As another lengthy hearing before the Oak Park Zoning Board of Appeals drew to a close last week, Richard Martens, counsel to the ZBA, issued this plea to Vineyard Church and the neighbors who are fighting the church’s proposed addition.

“I would just encourage the parties to sit down and talk,” Martens said. He was hoping the church, located at the corner of Jackson Boulevard and Wesley Avenue, and the neighbors could come to some sort of agreement that would spare the ZBA from making a controversial decision that might lead to protracted litigation.

“This is a very complicated case that we have here,” said Martens. “Litigation is not always the best alternative. Some people think it solves a lot of problems. It seems to me that it creates a lot of problems.”

As of Monday afternoon, it was unclear whether any additional talks between the neighbors and the church would take place. Martens is hopeful talks can help resolve the case that the ZBA has been considering since April.

“This is not something we’ve done before,” said Martens. “But it’s something that I’ve seen prove to be useful in other situations.”

Vineyard Senior Pastor David Frederick said he is willing to talk again with his neighbors.

“We’re quite open to that,” Frederick said Friday. “I’ve told our lawyer to talk to their lawyer, Mr. [David] Butman, to start something. “I feel like we’ve tried to work with them. We’ll continue. I’m very open to talking.”

But by Monday afternoon no talks had been arranged and Butman said he had not heard from Richard Baker, the lawyer representing Vineyard.

“I have not received any calls as yet,” Butman said Monday afternoon. Butman who lives a half block from the church is a commercial litigator for the Loop law firm of Lord, Bissell & Brook. He is representing the neighbors’ case strictly in his capacity as a neighbor and is not being paid for his services.

Butman said he is not sure if talks would help at this point.

“There is no point in doing anything if there is no compromise on Vineyard’s part,” said Butman. “We have to see if there are any concessions we can make on our part. The village would have to play a prominent role.”

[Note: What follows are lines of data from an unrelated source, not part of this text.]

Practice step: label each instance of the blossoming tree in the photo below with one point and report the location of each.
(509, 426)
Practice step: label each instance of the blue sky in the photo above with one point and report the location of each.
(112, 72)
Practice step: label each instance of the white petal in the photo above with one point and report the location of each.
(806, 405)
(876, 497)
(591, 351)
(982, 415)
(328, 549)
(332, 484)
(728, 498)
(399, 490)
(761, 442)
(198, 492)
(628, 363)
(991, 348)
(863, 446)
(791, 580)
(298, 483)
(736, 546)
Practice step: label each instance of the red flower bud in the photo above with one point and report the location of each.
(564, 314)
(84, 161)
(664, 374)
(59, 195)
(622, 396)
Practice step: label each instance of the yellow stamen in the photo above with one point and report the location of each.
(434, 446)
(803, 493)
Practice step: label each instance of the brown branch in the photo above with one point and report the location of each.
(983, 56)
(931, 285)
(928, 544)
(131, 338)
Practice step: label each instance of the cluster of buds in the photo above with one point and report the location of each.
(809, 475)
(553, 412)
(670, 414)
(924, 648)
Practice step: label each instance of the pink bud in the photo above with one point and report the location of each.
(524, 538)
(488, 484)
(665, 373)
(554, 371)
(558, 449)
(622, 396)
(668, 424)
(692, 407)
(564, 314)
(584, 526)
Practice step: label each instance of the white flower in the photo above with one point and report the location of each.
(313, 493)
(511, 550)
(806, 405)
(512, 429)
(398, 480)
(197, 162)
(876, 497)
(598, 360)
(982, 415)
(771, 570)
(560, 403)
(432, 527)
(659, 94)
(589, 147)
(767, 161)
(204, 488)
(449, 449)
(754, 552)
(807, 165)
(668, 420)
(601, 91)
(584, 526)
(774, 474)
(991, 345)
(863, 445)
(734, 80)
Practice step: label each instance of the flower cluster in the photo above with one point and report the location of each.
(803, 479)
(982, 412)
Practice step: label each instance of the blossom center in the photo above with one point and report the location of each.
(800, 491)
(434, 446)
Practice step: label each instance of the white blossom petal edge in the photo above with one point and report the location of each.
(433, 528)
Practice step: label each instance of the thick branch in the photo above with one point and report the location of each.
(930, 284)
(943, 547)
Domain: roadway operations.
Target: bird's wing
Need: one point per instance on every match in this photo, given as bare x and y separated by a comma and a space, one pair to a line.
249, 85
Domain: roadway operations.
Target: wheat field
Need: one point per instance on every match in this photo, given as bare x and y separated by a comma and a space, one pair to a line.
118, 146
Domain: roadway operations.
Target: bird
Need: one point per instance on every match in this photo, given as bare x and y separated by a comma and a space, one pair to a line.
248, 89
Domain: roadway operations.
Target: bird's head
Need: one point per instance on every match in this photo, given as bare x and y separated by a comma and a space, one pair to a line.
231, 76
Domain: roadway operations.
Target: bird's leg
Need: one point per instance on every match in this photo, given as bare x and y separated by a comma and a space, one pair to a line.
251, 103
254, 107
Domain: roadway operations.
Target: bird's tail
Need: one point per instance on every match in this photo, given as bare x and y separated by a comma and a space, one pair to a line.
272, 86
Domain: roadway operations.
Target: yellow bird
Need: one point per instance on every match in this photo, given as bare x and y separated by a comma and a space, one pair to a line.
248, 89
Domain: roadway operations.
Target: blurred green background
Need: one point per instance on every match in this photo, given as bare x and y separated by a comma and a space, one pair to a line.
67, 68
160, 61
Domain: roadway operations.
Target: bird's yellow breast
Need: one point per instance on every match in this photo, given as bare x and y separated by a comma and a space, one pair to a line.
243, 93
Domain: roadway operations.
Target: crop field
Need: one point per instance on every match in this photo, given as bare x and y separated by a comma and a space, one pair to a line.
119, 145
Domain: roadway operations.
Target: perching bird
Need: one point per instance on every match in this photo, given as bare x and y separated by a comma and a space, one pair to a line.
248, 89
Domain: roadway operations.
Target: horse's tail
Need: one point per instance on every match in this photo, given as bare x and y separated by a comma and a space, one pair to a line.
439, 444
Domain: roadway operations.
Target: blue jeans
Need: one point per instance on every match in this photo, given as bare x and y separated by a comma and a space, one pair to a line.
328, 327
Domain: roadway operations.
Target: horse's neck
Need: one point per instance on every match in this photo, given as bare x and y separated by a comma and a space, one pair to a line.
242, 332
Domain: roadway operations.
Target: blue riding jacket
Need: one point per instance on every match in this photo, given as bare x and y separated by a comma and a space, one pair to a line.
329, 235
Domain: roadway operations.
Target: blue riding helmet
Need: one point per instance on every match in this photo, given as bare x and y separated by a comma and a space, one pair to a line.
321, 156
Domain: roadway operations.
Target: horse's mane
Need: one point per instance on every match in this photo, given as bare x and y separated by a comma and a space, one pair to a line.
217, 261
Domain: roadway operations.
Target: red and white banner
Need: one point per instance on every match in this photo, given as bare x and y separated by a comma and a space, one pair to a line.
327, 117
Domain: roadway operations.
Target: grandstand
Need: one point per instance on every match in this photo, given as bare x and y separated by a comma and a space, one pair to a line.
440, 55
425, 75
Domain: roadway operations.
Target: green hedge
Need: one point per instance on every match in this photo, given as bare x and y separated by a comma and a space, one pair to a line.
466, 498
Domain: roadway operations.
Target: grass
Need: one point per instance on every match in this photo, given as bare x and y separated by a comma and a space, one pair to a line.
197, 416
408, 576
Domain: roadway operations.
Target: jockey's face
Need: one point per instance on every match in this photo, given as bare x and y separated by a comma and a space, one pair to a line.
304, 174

Vineyard is asking for three variances that would allow them to tear down a house at 707 Wesley Ave., which the church bought in 2005 for $462,000 after making an unsolicited offer. Vineyard is requesting three variances that would allow it to build a 12,000-square-foot addition to the church, to be used for religious education and provide the church with meeting and office space.

Vineyard has occupied the gothic-style church since 1997. About 400 people attend church there in two Sunday services according to Frederick. Neighbors have expressed concern that the addition will make worse an always congested parking situation and alter the character of the quiet residential block. They have also expressed concerns about how large Vineyard will become, noting the village has estimated that the new addition could accommodate 2,114 people for purposes of entrance and egress.

But Frederick testified last week that the church does not have adequate space for its current needs. One pastor at the church works out of a closet, Frederick said.

“Every room we have is doing double or triple duty,” he noted. “We don’t have enough rooms. We have three people in a 10 x 10 room. That is our office.”

The ZBA will listen to closing arguments on July 12 and is expected to make a decision then. They are considering legal briefs addressing the issue of whether zoning requirements are different for churches than other property owners and whether Oak Park’s zoning requirements place a substantial burden on the free exercise of religion which is protected by the 1st amendment to the Constitution.

“It’s an interesting constitutional question, and it would take a long time to resolve,” said Martens.